Abstract

This article discusses the internal theoretical problems of the discourse of moral universality, which are causing its external criticism. In particular we reconstruct the difficulties faced by the discourse of universality when it tries to reconcile the ideas of law and action. At the first stage, we reveal the reason why the tragic choice becomes a “stubborn fact” of the discourse of universality. It turns out to be a formal interpretation of the idea of universality, which is based on the presumption of the identity between the being of action ad the thinking about action. Since the possibility of an action and, as a consequence, the possibility of morality, is based on the non-identity of being and thinking, “universality in morality” is assessed as a contradictio in adjecto.
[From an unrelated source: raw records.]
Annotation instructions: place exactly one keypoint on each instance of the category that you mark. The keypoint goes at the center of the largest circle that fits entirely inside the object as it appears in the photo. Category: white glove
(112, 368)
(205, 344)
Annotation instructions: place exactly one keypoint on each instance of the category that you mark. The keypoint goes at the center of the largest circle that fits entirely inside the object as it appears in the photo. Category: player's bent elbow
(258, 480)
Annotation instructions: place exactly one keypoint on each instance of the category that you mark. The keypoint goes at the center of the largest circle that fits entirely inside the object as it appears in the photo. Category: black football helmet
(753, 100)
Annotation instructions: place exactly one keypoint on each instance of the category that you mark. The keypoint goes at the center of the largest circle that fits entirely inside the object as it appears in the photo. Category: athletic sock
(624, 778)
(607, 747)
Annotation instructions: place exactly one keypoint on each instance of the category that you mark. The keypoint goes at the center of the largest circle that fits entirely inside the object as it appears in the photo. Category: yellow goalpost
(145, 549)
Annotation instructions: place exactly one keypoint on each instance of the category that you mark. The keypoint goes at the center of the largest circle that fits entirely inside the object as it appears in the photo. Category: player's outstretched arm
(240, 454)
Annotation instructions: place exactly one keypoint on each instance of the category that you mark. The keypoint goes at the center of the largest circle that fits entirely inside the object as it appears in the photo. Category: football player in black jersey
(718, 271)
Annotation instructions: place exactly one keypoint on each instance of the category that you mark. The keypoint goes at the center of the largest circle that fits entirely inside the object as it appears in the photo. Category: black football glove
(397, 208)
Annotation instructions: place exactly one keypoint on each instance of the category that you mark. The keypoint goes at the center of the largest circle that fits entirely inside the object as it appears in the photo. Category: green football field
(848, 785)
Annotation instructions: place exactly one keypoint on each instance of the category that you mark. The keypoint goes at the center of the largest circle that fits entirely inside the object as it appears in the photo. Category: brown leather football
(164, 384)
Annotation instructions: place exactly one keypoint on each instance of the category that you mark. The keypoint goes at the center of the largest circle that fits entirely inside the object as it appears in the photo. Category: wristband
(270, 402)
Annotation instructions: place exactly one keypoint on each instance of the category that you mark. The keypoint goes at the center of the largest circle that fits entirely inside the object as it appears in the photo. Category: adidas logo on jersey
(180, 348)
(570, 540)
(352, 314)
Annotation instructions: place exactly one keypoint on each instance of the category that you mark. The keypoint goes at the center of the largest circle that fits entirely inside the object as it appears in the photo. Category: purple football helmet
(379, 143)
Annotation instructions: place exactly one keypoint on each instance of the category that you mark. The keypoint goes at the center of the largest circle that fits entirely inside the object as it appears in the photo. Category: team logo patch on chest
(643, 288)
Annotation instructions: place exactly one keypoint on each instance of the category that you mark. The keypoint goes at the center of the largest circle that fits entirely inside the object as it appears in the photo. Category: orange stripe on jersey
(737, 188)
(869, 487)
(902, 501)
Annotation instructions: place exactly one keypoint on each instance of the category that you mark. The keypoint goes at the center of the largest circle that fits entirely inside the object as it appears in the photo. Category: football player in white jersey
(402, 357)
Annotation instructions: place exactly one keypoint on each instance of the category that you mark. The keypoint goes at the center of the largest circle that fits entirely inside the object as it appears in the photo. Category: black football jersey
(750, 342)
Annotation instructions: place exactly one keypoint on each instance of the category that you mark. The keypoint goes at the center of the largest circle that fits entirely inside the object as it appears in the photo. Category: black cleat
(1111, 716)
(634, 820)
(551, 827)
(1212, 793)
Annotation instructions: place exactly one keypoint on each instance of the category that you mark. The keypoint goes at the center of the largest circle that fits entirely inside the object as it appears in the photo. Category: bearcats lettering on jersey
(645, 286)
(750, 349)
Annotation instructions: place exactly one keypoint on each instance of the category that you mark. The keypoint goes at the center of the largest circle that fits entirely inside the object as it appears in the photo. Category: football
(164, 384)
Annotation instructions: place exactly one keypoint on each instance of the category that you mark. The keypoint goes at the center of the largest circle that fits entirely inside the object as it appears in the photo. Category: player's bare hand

At the second stage, we propose an alternative interpretation of the idea of moral universality, based on the divergence of metaphysical identity. At the third stage, we demonstrate that the source of criticism of the idea of moral universality is the confusion of two interpretations of universality and the substitution of a substantial interpretation by a formal one. At the fourth stage, we carry out a synthesis of formal and substantial interpretations of moral universality, including its meaningful normative concretization. We conclude that the source of criticism of the idea of moral universality is the conjugation of universality and objectivity (regarded as a main principle of the Modern Age thought). Universality retains its status as a substantial feauture of the concept of morality, like the status of the moral absolutivity (“voice of conscience”) in ethical theory.